With some luck, the changeset will include a modification to the part of the codebase you've been looking for.
Stuff like that is certainly possible to find. But it requires a lot of time and dedication.
I would personally search for job listings for Chromium / Firefox, then use that knowledge to find someone who works on it. Then I’d ask them where it is.
But only in this specific case. My normal workflow is to build whatever it is I’m looking at, then change things until it breaks. It’s pretty quick to narrow down what I’m looking for at that point.
That doesn’t work here because building chrome requires close to a supercomputer.
EDIT: Actually, I would try to find a crash log related to the DOM. The stack trace will point you precisely where you’re interested in.

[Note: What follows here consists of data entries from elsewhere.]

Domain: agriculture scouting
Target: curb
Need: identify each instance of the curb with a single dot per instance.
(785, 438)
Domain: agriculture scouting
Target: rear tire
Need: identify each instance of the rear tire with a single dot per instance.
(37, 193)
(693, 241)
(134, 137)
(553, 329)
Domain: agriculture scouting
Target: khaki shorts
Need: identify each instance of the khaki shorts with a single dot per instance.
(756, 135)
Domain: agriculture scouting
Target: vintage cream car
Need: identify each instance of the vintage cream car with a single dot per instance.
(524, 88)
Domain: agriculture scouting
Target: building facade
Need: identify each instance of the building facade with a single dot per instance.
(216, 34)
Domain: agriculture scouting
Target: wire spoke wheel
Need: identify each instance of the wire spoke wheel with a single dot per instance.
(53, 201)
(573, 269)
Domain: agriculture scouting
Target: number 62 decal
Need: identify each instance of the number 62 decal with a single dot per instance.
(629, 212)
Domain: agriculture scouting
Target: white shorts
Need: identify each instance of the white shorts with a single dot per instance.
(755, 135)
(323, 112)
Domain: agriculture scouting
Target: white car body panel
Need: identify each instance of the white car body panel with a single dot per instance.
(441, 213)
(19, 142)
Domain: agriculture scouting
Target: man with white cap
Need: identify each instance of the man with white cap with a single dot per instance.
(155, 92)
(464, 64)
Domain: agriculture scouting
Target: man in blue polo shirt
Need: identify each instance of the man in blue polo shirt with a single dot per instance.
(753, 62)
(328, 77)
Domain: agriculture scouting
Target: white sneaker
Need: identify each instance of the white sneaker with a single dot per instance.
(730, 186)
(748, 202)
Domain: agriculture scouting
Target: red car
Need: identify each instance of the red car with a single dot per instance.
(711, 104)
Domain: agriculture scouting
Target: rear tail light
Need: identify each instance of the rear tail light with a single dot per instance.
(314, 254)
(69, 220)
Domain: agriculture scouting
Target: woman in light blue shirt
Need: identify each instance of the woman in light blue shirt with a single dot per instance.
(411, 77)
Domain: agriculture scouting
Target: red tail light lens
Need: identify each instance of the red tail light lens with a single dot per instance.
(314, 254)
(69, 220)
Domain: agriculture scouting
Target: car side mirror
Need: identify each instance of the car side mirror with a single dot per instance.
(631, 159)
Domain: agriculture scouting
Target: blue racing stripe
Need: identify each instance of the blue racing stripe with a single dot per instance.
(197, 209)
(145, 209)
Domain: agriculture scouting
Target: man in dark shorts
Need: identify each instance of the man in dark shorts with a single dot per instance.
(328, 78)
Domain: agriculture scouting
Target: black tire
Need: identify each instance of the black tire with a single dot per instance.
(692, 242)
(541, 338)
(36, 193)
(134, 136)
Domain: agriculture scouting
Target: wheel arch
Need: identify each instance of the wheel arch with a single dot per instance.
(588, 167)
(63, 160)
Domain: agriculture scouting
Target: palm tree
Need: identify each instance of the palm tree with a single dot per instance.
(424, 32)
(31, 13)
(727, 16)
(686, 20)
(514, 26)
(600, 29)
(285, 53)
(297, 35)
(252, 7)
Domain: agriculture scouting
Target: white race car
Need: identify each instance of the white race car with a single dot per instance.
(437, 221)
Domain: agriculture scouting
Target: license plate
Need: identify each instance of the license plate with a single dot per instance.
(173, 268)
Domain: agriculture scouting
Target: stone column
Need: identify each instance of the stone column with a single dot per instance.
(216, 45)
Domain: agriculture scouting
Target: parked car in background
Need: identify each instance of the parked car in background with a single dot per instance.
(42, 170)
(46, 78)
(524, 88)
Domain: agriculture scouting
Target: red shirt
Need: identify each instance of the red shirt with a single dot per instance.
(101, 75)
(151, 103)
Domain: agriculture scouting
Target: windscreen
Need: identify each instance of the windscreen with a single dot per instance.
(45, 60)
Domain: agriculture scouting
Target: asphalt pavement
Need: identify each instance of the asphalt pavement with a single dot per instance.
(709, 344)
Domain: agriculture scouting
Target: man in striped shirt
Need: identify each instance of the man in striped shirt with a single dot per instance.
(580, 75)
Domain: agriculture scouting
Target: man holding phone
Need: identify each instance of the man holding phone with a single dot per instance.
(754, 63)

Doing that is easier said than done, but I’ve pulled that trick a couple times, so it seems worth mentioning.
For example:
* Run chromium using strace, ltrace, gdb to see what's going on at runtime.
* Do some experiments / reverse engineering, treating the application / source code as a black box. Try different HTML input, inspect the DOM in chrome, possibly automate this process via selenium or something, and discover the runtime behavior of the algorithm that way.

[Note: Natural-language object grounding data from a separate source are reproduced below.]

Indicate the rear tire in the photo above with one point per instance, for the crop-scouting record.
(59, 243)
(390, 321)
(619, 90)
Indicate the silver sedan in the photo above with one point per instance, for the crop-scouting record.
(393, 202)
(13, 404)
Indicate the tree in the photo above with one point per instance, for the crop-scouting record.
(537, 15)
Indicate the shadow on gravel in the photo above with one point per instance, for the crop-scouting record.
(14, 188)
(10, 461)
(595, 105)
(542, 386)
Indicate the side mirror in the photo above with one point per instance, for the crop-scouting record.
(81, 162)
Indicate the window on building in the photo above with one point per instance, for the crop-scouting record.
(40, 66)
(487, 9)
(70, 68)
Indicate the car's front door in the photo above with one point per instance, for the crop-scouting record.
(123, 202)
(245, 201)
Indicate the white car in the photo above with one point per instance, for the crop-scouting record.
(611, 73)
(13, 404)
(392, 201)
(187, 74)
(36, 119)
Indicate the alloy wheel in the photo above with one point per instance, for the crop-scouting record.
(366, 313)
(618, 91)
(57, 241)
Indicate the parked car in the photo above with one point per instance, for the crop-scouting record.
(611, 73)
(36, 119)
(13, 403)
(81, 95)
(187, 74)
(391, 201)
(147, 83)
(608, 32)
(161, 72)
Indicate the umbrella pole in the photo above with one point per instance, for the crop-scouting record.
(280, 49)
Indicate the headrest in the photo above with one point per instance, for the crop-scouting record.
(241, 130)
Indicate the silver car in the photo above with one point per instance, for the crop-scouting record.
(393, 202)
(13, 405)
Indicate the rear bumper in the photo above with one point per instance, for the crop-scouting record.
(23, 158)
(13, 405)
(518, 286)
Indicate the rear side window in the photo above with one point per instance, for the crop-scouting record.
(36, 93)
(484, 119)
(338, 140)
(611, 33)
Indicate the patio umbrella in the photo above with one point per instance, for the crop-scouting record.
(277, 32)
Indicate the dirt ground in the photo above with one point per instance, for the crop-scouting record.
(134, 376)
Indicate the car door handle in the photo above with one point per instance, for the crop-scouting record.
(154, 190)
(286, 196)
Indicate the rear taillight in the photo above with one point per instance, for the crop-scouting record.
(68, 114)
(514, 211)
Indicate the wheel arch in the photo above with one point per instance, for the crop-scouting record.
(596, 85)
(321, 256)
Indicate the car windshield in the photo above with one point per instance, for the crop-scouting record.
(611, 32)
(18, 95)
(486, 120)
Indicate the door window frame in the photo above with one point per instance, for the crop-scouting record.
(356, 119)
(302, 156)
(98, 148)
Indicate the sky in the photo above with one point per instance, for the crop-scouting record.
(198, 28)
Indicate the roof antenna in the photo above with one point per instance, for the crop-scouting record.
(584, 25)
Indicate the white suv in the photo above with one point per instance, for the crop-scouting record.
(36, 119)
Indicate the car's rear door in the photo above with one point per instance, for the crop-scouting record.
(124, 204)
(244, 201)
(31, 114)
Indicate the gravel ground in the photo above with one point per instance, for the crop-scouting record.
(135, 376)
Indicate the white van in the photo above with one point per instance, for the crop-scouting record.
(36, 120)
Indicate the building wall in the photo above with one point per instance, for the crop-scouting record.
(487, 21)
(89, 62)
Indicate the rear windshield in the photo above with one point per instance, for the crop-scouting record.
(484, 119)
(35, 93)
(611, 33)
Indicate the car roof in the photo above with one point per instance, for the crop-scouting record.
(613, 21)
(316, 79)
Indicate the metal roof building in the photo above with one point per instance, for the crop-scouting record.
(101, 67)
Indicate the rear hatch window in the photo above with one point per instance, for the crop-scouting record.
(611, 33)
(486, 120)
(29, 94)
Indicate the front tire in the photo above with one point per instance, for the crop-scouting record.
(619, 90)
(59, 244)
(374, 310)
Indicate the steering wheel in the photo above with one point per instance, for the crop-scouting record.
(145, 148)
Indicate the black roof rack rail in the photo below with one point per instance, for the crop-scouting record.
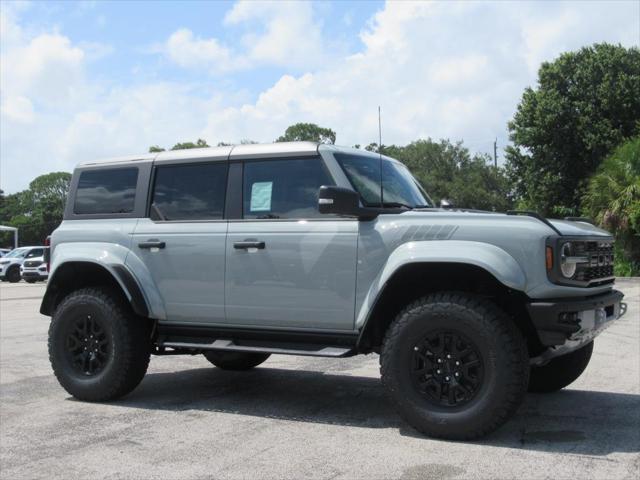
(535, 215)
(580, 219)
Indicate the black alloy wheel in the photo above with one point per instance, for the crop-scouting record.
(447, 368)
(88, 346)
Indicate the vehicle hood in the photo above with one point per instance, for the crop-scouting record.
(478, 217)
(568, 228)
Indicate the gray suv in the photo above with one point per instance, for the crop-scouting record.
(241, 252)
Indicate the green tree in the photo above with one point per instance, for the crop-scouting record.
(449, 171)
(612, 198)
(308, 132)
(585, 104)
(38, 210)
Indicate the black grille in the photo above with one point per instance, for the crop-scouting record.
(600, 264)
(33, 263)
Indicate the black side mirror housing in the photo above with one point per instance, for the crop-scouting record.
(342, 201)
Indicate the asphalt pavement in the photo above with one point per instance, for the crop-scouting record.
(300, 417)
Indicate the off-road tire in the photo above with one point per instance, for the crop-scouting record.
(129, 337)
(235, 360)
(13, 275)
(499, 344)
(561, 371)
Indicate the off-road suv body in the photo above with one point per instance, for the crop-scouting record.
(241, 252)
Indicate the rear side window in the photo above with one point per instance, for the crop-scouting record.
(106, 191)
(189, 192)
(283, 188)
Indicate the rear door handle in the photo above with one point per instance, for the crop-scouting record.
(152, 244)
(249, 244)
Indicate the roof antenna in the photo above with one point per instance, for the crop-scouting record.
(380, 153)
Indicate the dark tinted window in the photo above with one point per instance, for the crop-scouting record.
(398, 183)
(106, 191)
(189, 192)
(283, 188)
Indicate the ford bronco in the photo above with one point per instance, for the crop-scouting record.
(241, 252)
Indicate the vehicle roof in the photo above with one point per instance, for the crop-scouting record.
(253, 150)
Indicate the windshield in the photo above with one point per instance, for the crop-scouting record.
(399, 186)
(17, 253)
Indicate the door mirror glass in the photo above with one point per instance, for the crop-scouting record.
(339, 201)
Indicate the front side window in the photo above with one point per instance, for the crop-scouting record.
(36, 252)
(283, 188)
(189, 192)
(17, 253)
(399, 186)
(106, 191)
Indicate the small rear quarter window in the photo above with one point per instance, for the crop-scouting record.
(106, 191)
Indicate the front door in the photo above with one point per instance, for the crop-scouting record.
(288, 265)
(182, 243)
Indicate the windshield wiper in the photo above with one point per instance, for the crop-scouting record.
(396, 205)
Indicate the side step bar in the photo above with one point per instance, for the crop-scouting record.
(282, 349)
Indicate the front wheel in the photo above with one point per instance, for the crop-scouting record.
(13, 275)
(235, 360)
(455, 366)
(561, 371)
(98, 348)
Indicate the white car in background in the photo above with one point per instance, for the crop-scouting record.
(10, 264)
(34, 270)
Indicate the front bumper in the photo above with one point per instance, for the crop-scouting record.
(34, 273)
(575, 320)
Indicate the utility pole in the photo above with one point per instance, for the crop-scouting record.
(495, 153)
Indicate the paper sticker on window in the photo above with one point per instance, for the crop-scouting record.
(261, 196)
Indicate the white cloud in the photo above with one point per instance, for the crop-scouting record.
(453, 70)
(285, 34)
(187, 51)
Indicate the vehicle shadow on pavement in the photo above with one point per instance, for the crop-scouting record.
(570, 421)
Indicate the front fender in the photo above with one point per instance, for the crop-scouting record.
(493, 259)
(133, 277)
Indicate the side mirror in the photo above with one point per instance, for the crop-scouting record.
(338, 200)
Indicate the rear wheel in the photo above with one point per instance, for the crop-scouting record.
(98, 348)
(13, 275)
(454, 365)
(235, 360)
(561, 371)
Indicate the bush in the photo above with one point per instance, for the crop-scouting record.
(613, 200)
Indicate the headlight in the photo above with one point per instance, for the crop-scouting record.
(568, 264)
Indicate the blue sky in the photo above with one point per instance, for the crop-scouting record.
(95, 79)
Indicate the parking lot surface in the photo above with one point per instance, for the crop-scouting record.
(296, 417)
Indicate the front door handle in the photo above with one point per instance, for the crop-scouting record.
(152, 244)
(247, 244)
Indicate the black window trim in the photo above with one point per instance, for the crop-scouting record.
(183, 163)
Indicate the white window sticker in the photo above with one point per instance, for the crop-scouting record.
(261, 196)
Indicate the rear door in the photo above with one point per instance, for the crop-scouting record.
(288, 265)
(182, 239)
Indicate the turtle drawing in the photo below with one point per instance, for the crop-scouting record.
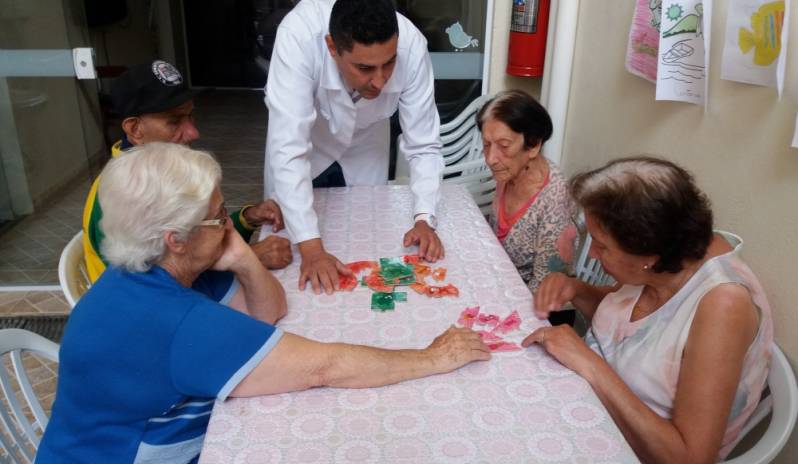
(458, 37)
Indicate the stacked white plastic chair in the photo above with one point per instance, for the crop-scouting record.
(781, 404)
(23, 419)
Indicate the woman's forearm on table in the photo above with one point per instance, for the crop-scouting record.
(653, 438)
(263, 294)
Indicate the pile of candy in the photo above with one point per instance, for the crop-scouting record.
(384, 276)
(471, 317)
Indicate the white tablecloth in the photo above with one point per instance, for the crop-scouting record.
(518, 407)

The thing to keep in mind is that, for all you know, the DOM building algorithm is split across thousands of source files, or is in fact in some dependency and not in chromium itself, or is split across both. Presumably there is some particular aspect of the DOM building that you are interested in, so experiment with how that works, instead of trying to find / understand the entirety of chromium DOM building.
Breakpoint methodology wins for me simple and true.

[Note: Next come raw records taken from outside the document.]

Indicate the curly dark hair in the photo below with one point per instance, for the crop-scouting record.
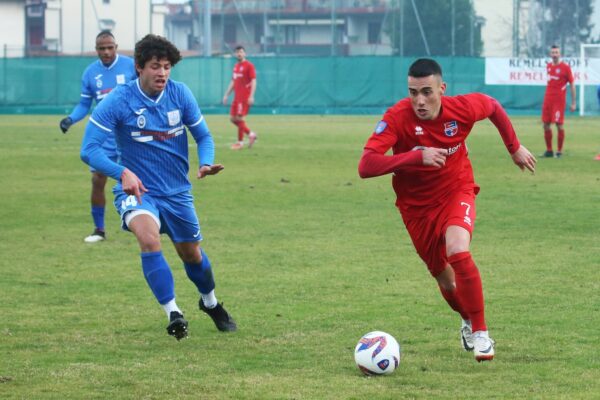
(155, 46)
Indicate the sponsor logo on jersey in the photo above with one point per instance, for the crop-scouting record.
(454, 149)
(148, 136)
(450, 128)
(381, 125)
(141, 122)
(174, 117)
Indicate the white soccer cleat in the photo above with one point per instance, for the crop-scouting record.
(466, 335)
(483, 346)
(251, 139)
(97, 236)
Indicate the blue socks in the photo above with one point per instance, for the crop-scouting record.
(201, 274)
(159, 276)
(98, 216)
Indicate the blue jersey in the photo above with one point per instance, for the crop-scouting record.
(150, 134)
(97, 81)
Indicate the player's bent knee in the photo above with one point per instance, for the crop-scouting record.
(98, 180)
(189, 252)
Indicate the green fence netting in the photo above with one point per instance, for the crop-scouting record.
(323, 85)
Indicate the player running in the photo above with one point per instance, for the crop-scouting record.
(149, 117)
(555, 100)
(99, 78)
(434, 185)
(243, 83)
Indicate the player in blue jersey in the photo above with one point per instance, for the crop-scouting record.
(98, 79)
(148, 117)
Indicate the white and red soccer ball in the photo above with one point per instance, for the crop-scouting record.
(377, 353)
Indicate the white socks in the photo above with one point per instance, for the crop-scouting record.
(209, 300)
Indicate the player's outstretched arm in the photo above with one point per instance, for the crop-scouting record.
(524, 159)
(374, 164)
(206, 170)
(132, 185)
(65, 124)
(78, 113)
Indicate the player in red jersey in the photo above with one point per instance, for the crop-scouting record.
(243, 83)
(555, 100)
(434, 185)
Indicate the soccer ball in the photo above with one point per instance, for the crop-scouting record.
(377, 353)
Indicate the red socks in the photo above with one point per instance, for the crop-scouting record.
(453, 301)
(548, 139)
(242, 129)
(469, 289)
(561, 139)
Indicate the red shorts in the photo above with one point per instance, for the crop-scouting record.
(553, 111)
(428, 231)
(239, 108)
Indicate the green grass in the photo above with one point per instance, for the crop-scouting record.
(307, 258)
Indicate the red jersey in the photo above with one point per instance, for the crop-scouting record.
(243, 74)
(420, 187)
(558, 77)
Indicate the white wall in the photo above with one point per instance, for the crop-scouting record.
(497, 31)
(131, 17)
(12, 28)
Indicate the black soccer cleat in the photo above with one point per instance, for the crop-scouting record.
(220, 317)
(177, 326)
(548, 154)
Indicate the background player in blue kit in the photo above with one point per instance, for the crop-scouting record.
(148, 117)
(98, 79)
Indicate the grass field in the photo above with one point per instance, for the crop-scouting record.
(307, 258)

I imagine it like pathfinding the minotaurs maze, you stand at the last place you recognise and can get back to (if that's literally the first active line then that's fine), and put something there (breakpoint, print statement, log line), run it and check you still know where you are. Then put another down as far forward from that point that you can 'see', if that's literally one operation step then fine, spin it and check. Breakpoints are easily put down and just as easily cleared back up again. Keep only as many as you need to see which branch you are on.
Pretty soon you'll have run the damn thing so many of times you'll know it's bootstrapping and foibles and they will be second nature. You'll start seeing how it's generally laid out, you'll know where the main start up branchings are. When they leap into async or hidden 'rooms', log lines are perfect.
When the engine of it starts moving in your head, then is the time to start throwing breakpoints, prints or log lines in places that originally were completely unknown but now you have a feeling for. It's at this point you'll be bloody close to where you want to be.
Oh and do future you a favour, at least jot down something as you're going through this. I find that this initial torchlighting is remarkably gratifying but if you don't make notes in six months time it'll be completely gone, and you'll have to do between a quarter to a half of this all over again before the lights start lighting on and you remember how it's laid out.
My way is to have a project. What that is is unimportant, but it needs to be big enough that you run into roadblocks.
Now you know what your weak point is, and what you need to learn to overcome that weak point. So now you also know what it is you need to search for in that code-base.
function C($a, $b, $ba, %bb, $c, $d = NULL) { //insert random garbage with eval statement.. }
You can use filters to narrow down the results to the right languages and paths.
A good source structure tool will save some time but you’re not getting away without doing your own reading anyway.
But to not leave a one word answer, start searching for a feature you know about and look around from where you find it. It might help to add a super small feature yourself - when it finally works, you’ll have some idea of how the code is structured and will be able to infer where other features would live if they were there. (That might take a bit more than one addition ;))
In chromium’s case, what you’re trying to do is more like reverse engineering… I’d start with a debugger.